Still use tb3 for just about everything but I just use HHG whenever I can.

I got some OBG but haven't had a chance to use it yet. It would be perfect for dovetail glue ups on wide casework or structures with multiple tenons that need gluing at once.

Cleans up with a damp rag.doesnt affect finishes.


----------



## shipwright (Sep 27, 2010)

.


----------



## shipwright (Sep 27, 2010)

I started using hot hide glue about five years ago and have used almost nothing else since. If you are interested, I did a blog series about it (including videos) covering rub joints, hammer veneering, hot cauls, reversibility and assorted other related topics.
http://lumberjocks.com/shipwright/blog/series/5437


----------



## Manitario (Jul 4, 2010)

I use Tightbond liquid hide glue for the majority of my interior projects. I like that it has a slightly longer open time and it doesn't swell joints when applied. Also is reversible if I ever need to repair.


----------



## jimintx (Jan 23, 2014)

OK, now I have to ask, what type glue is "OBG"?


----------



## Tony_S (Dec 16, 2009)

> OK, now I have to ask, what type glue is "OBG"?
> 
> - jimintx


It's a brand of liquid hide glue.
http://www.oldbrownglue.com/

There's a lot of bunk, and misunderstanding regarding PVA adhesives floating around the internet. Quite a bit of it starts with the manufacturers purporting that their PVA has some badass voodoo that makes it better than other products….then gets parroted and embellished by people who (innocently enough) don't know their ass from a hole in the ground.
On a basic woodworking level, all PVA adhesives, white included, are stronger than the wood itself. After that, again, on a basic woodworking level, the only real differences between brands are open times, set times, and cure times, all of which are effected or achieved by adding and adjusting tackifying resins and/or solids to plain ol' PVA. After that, move on to water resistance.
Different brands also have different properties in regards to flexibility/rigidity and creep, again, a result of the solids added to the PVA adhesive. BTW…..your 'average' weekend warrior type woodworker has never experienced 'creep', and probably never will, at least on any noticeable or worrisome level. 
Some good reading….
http://www.woodcentral.com/woodworking/forum/archives.pl/bid/1001/md/read/id/458880/sbj/the-differences-white-vs-yellow-glue-tb/

Just to quantify this a bit….I'm speaking from research and experience. I burn through an average of about 1500 gallons of PVA per year for the last 25, 30 years. Multiple brand names, and dealt with multiple embellishing sales reps and manufacturers.


----------



## craftsman on the lake (Dec 27, 2008)

Hide glue: You know those spindles that come apart on the bottoms of older kitchen chairs and the legs spread apart? That's hide glue. It's used for violin assembly as good violins are supposed to be disassembled and put back together every few years. I don't use it for furniture. It was a good choice before science.
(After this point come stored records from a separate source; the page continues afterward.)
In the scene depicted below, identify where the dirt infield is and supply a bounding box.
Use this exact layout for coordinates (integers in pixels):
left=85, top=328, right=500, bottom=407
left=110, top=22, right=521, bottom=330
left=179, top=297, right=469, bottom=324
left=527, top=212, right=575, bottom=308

Titebond III's main feature is that it is water resistant. Use it on outdoor furniture.

Titebond II is a version of I (one) with a different set time and consistency.

White glue (elmers) is a good glue like the titebonds, the glue joint will be stronger than the wood.
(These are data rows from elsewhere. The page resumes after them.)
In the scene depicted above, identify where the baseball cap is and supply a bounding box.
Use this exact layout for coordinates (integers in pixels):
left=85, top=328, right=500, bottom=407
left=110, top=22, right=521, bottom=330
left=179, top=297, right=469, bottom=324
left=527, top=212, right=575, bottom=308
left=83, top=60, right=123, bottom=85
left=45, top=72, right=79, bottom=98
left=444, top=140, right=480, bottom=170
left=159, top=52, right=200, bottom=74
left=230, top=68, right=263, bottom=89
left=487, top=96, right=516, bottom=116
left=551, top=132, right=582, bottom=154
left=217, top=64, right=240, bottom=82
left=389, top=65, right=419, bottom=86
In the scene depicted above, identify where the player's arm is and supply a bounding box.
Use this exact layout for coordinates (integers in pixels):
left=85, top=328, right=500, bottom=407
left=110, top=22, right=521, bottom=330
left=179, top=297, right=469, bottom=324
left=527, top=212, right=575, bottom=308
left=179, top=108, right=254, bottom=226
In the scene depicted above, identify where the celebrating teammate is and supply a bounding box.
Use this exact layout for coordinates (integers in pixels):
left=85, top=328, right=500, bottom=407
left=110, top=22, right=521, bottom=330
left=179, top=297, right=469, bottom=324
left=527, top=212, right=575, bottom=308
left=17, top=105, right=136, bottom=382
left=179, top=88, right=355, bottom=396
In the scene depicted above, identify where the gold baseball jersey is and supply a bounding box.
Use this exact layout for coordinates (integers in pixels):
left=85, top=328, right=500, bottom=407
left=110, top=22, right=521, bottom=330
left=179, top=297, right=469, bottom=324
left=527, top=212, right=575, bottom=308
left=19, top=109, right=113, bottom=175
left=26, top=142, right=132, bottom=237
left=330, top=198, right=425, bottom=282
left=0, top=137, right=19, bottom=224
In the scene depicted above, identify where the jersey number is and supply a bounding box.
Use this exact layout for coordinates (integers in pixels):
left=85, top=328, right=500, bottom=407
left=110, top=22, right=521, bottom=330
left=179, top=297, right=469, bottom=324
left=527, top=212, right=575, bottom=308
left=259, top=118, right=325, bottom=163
The reason I mainly use titebond glue, in my instance II. When I used to make guitars and glued the tops and backs together. *Titebond, unlike white glue sands just like the wood. White glue will simply get shiny and the wood will sand around it. *Wiith yellow glues, if you carefully clean them off before drying, you can sand off the remainder without scraping or thinning the wood around it.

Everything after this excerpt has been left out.